Bei pnp-Ge-Transistoren (AC151) beträgt diese Spannung ca. 0,1V - 0,3V. Die Basis-Spannung muss immer negativer sein als der Emitter.
Bei npn-Si-Transistoren (BC108) beträgt diese Spannung ca 0,55V - 0,75V. Die Basis-Spannung muss immer positiver sein als der Emitter.
Einen Transistor-Funktions-Schnelltest können Sie im (eingebauten Zustand) derart durchführen, dass Sie Basis und Emitter kurzschließen. Dann muss im linearen Betrieb die Kollektor-Spannung ansteigen.
Ich denke, Sie sollten erst mal wirklich die defekte Stufe belastbar einkreisen.
Dazu sollten Sie - auch für weitere Projekte - Ihre Fehlersuchmethode erweitern.
Ich habe einen Vorschlag:
Eine ganzheitliche Methode zu Fehlereinkreisung:
Fehlersuche durch Signalverfolgung und/oder Signalzuführung. Ziel dieser Methode ist, die defekte Stufe einzukreisen und dann gezielt diese Stufe mit Ihren möglichen Mitteln genau zu untersuchen. Voraussetzung ist, dass die Stromversorgung des Gerätes geprüft und in Ordnung ist.

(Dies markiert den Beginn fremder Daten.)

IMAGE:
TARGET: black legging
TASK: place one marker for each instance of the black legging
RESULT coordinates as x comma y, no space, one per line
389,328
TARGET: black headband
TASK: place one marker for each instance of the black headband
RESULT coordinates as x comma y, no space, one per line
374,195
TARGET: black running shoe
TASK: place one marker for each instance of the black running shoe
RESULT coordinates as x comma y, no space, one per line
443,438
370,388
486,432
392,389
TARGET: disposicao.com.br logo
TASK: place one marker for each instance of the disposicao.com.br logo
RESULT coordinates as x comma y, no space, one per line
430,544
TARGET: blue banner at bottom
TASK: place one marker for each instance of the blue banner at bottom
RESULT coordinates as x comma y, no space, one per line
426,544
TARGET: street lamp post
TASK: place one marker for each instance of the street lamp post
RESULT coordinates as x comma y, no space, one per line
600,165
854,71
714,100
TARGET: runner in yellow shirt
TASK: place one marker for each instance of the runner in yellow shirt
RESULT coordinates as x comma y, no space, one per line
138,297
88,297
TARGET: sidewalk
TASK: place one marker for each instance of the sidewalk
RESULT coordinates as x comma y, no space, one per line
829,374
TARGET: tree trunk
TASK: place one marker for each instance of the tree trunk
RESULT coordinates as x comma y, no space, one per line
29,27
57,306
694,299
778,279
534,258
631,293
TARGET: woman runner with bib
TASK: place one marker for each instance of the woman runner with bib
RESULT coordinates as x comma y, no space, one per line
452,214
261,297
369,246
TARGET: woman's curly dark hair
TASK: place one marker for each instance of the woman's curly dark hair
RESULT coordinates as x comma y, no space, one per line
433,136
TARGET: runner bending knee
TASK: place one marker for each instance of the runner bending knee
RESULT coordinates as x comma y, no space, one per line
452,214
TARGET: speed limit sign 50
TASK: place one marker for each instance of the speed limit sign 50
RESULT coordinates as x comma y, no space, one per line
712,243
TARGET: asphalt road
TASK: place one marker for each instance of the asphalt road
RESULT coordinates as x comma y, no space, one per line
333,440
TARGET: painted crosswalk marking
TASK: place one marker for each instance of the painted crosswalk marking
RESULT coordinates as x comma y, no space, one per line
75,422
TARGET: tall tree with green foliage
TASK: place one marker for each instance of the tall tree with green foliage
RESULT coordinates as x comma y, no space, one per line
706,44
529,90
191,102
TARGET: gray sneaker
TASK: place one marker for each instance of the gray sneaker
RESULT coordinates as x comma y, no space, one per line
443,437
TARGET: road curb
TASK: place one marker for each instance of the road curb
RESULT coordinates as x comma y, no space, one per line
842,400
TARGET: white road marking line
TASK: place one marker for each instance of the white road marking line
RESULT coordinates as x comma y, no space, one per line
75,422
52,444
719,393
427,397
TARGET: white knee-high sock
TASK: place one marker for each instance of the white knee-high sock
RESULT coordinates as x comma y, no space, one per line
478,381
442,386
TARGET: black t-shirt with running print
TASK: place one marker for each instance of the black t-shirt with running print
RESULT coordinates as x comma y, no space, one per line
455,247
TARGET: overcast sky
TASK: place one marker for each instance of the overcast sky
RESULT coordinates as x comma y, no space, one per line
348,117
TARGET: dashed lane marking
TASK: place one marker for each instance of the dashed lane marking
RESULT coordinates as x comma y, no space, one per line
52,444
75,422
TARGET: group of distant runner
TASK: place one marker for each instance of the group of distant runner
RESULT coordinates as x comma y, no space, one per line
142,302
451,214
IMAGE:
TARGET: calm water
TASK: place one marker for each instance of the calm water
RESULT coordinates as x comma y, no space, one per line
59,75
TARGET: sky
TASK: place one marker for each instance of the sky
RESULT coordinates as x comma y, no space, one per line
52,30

Zu dieser Methode gibt es reichlich (meist ältere) Literatur, die in antiquarischen Buchhandlungen aber auch im Netz bei Ebay&Co noch erhältlich ist.
Eine Kurzbeschreibung dieser Methode von Eike Grund finden Sie hier.
Für diese Methode benötigen Sie allerdings ein Gerät, einen sogenannten Signalverfolger. Dies ist im Prinzip ein NF-Verstärker mit einem sehr großen Verstärkungsfaktor - ca. 60dB = 1000fach. Ein aktiver PC-Lautsprecher reicht hier nicht aus! Mit diesem Gerät können Sie Fehler im NF-Verstärker durch Abtasten von Eingang (z.B. Basis einer Transistorstufe) und Ausgang (Kollektor) akustisch auf seine Verstärkungeigenschaft testen. Voraussetzung ist natürlich, dass das HF-Teil in Ordnung ist und ihnen ein Testsignal (Sender oder Rauschen) liefert. Das scheint bei Ihnen ja gegeben zu sein!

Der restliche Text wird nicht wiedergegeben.